Here are three reasons the Terps are a different team so far:
Turnovers: Last season, Maryland was plagued by turnovers. The Terps threw 10 interceptions, lost 14 fumbles and ended the season minus-6 in turnover margin — next to last in the ACC behind only North Carolina State.
This year, the Terps are plus-10 in turnover margin — the leading differential in the ACC.
With four regular-season games to play, Maryland has more interceptions (11) than it had all last year. Players say they are more comfortable in the multiple-blitz system of second-year defensive coordinator Don Brown than they were a year ago.

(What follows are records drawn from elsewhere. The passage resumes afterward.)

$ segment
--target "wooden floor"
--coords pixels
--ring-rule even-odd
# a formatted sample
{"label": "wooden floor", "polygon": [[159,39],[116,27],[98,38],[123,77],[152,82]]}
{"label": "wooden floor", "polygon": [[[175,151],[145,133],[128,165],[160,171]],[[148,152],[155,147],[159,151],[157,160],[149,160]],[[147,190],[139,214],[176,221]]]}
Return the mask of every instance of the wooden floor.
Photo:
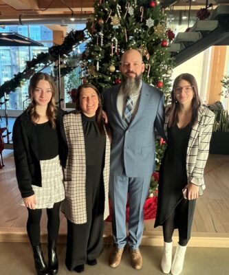
{"label": "wooden floor", "polygon": [[[5,167],[0,169],[0,241],[28,241],[27,210],[20,206],[21,196],[15,177],[12,151],[4,151]],[[192,228],[191,246],[229,248],[229,155],[210,155],[205,169],[207,186],[197,200]],[[65,241],[66,221],[61,214],[61,241]],[[43,240],[46,238],[46,214],[41,221]],[[161,245],[162,228],[153,228],[154,221],[144,222],[142,243]],[[106,223],[105,239],[111,240],[110,223]],[[177,237],[175,237],[175,241]]]}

Quarterback consistency: Maryland began the season with Jamarr Robinson as the starter. Robinson still plays, but O'Brien's development in the West Coast offense has brightened the outlook for this season and the next several years.
O'Brien will enter the Miami game on a hot streak. In his past two games, he is 40-for-60 for 350 yards and seven touchdowns with no interceptions.
Maryland's pass efficiency rating last season was 116.8 — 10th in the ACC.
This season, the Terps are fourth in the conference at 135.2.
Fortunate scheduling to date: Maryland's conference wins have come against three teams (Duke, Boston College, Wake Forest) with a combined 2-12 ACC record.
On the plus side for Maryland is the way the Terps have handled these games. Maryland bolted to leads of 24-7 over Boston College and 27-7 over Wake Forest the past two weeks.
Up next for the Terps is Miami (5-3, 3-2 ACC), which was upset, 24-19, at Virginia on Saturday. Miami quarterback Jacory Harris suffered a concussion in the game, and his status for the Maryland game is uncertain.
"That's going to be a test for us to see where we are as a program," Friedgen said of Saturday's Miami game, which will start at noon. "I'm anxious to see where we're at."